I could analyze your writing to the best of my ability and try to give you pointers, so I will.
First off, let's get this straight. Your English is readable. Not fantastically fantastic, but readable. It works to tell me what you want me to know. The mistakes you make are rather simple, such as tense errors,
Quote:
The snow blanketing the rooftops of the old Britonian town
spelling mistakes or using a completely wrong word.
Quote:
he frowned his bushy eyebrows and it a shrewd town voiced “That will be 20 gold pieces!”
You also seem to neglect to tell the reader who says what. Without words like 'said' or 'spoke', the reader is momentarily unable to link the dialog and character together, and he or she then has to stop reading and reorient him or herself again.
Your sentence structure also clashes with each other.

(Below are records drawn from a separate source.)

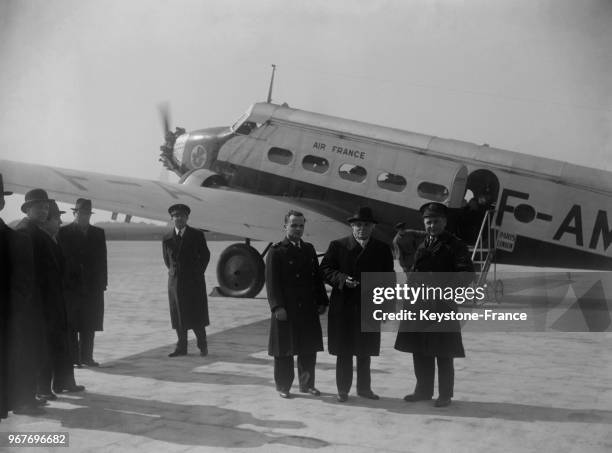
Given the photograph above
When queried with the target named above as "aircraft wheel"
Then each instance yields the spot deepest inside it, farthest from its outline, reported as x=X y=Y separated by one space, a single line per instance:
x=240 y=271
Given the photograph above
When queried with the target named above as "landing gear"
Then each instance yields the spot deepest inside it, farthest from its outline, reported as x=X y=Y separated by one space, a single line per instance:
x=240 y=271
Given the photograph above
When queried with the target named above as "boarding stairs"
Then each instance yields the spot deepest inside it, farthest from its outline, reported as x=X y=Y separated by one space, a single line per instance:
x=483 y=257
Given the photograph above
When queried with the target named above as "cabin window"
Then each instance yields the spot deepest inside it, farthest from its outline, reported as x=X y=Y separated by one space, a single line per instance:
x=280 y=155
x=315 y=163
x=432 y=191
x=352 y=172
x=390 y=181
x=246 y=128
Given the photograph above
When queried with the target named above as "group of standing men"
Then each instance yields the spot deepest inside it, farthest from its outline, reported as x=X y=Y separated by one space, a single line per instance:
x=296 y=293
x=52 y=293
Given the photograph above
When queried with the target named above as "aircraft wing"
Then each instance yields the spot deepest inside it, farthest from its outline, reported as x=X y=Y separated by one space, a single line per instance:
x=226 y=211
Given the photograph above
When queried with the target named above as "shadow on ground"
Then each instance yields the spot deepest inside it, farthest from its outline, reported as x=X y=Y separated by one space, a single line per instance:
x=197 y=425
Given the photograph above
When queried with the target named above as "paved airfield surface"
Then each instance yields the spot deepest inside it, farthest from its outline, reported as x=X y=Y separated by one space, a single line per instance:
x=544 y=392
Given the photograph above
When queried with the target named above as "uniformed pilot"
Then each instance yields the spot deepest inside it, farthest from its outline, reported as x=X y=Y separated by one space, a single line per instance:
x=297 y=297
x=440 y=254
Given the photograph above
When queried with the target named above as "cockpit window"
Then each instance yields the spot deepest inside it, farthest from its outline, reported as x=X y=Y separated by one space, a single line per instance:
x=432 y=191
x=390 y=181
x=352 y=172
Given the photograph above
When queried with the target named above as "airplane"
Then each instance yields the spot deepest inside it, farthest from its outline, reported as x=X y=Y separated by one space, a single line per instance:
x=242 y=179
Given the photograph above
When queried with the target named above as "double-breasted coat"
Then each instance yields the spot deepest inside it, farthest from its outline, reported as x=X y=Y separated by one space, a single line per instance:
x=16 y=264
x=86 y=276
x=294 y=282
x=444 y=263
x=186 y=260
x=345 y=257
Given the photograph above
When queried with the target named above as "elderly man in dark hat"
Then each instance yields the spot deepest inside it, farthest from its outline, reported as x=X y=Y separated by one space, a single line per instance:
x=17 y=388
x=186 y=256
x=441 y=260
x=84 y=247
x=32 y=353
x=342 y=266
x=57 y=369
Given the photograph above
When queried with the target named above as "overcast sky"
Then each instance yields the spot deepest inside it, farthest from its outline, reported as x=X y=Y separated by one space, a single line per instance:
x=81 y=79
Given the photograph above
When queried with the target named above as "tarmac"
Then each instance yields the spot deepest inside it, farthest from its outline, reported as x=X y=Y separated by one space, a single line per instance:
x=515 y=392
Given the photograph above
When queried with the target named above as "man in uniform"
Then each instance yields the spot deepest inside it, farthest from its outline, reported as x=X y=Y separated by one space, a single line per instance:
x=405 y=244
x=186 y=256
x=441 y=252
x=297 y=297
x=342 y=266
x=84 y=247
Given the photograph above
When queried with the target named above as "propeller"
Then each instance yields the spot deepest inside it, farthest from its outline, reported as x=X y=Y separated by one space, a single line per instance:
x=170 y=137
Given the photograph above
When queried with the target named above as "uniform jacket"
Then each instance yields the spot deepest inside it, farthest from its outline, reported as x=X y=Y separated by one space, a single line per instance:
x=295 y=283
x=345 y=257
x=446 y=255
x=86 y=276
x=186 y=260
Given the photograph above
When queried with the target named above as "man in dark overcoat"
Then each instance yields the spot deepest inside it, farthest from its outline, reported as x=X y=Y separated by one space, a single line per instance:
x=16 y=264
x=57 y=368
x=342 y=266
x=186 y=256
x=297 y=297
x=441 y=252
x=84 y=247
x=30 y=349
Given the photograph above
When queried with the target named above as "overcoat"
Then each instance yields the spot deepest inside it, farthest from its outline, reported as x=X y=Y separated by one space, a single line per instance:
x=86 y=276
x=294 y=282
x=16 y=273
x=345 y=257
x=446 y=255
x=186 y=260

Sometimes you tell me something like:
Quote:
Shaking the snow off his ragged and torn trench coat he walked over to the bar,
From this I can tell the character dusts himself off and goes to get a drink. Anyone can understand what is happening. However, you then continue in the same sentence:
Quote:
taking off his hat he called the bartender over.
You've repeated the sentence structure twice in the same sentence, making it sound weird if you read it out to yourself. If you come across something like this, try to reorganize the sentence or split it up.
Another problem is that you don't use commas properly. A comma works like a breath in the middle of a sentence, breaking the sentence up so it becomes easier to read and keeping it from being too long. You've got a lot of sentences that could be broken up into smaller ones with periods or commas.
I would go longer, but I'm starting to fall asleep just listening to myself. [And also since it's now early morning where I am.] I'll continue if asked.